Sweeney is currently working on a new solo record, a follow up to The Finding Time, with Todd May producing. “You guys met Todd, so you can imagine how long this is taking. There have been many more beers consumed than songs recorded.” The set combined older songs with some so new he couldn’t get past the first line without going back to his new songs notebook to look it up. From the former camp was “Saturday Night,” the first song I’d ever heard him sing, and so of course it’s still my favorite. “This is song is about breaking up and getting really drunk and hanging out with your friends instead of hanging out with your girlfriend, and this song is for Kiki,” he said by way of introduction, eliciting lots of laughs from the audience. If you believe Sweeney, they are all break-up songs. He introduced one as being at least less depressing than the others, because he “doesn’t do happy songs.” And that couldn’t be more different than the man himself, who, as I mentioned before, couldn’t be happier.
As he neared the end of his set, he played a gorgeous version of Dylan’s “You’re a Big Girl Now,” which was coincidentally the second time it had been played in the basement this summer (Ian Moore did it back in May). Dylan often makes an appearance in Sweeney’s art. Not the man himself but his songs. Every morning Sweeney draws a line from whatever song he wakes up with in his head. There’s always a skinny dude with crazy hair and a beard, which he says is always him. He had a book full of them tonight and while I was disappointed not to find any Dylan, I did end up with two pretty great pieces featuring America (“Sister Golden Hair”) and Van Morrison (“Jackie Wilson Said”). He took requests at the end which he played in order of how well he knew them, least well first. First up was “Mediocre,” followed by the fast-talking blues tune that caused band mate Micah Schnabel’s dad to tell him, “I really like that Dylan song you wrote”, and finally “a Tom Waits song” which always my sister’s request. Tonight it was the brilliant “Hold On,” the room was silent.

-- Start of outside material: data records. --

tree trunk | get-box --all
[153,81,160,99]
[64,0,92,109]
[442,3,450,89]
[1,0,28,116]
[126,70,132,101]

The show had just ended when the members of Loves It! showed up. They had just played the Sugar Maple fest and were crashing at the house tonight. For singer/multi-instrumentalist Jenny Parrott the jam after the show is just as great as the show. She walked up to Shane with her violin and said “Hi I’m Jenny, wanna to jam?” They played a couple of Shane’s songs before she talked Liz into playing some fiddle, some of which ended up on tape. Unfortunately the tape had run out before they played one last song, Dylan’s “Isis.” It was tailor made for the guitar/fiddle duo and despite the wordiness Sweeney nailed it as far as I can tell. It was definitely the first time that Dylan song had been played in the basement. Sweet.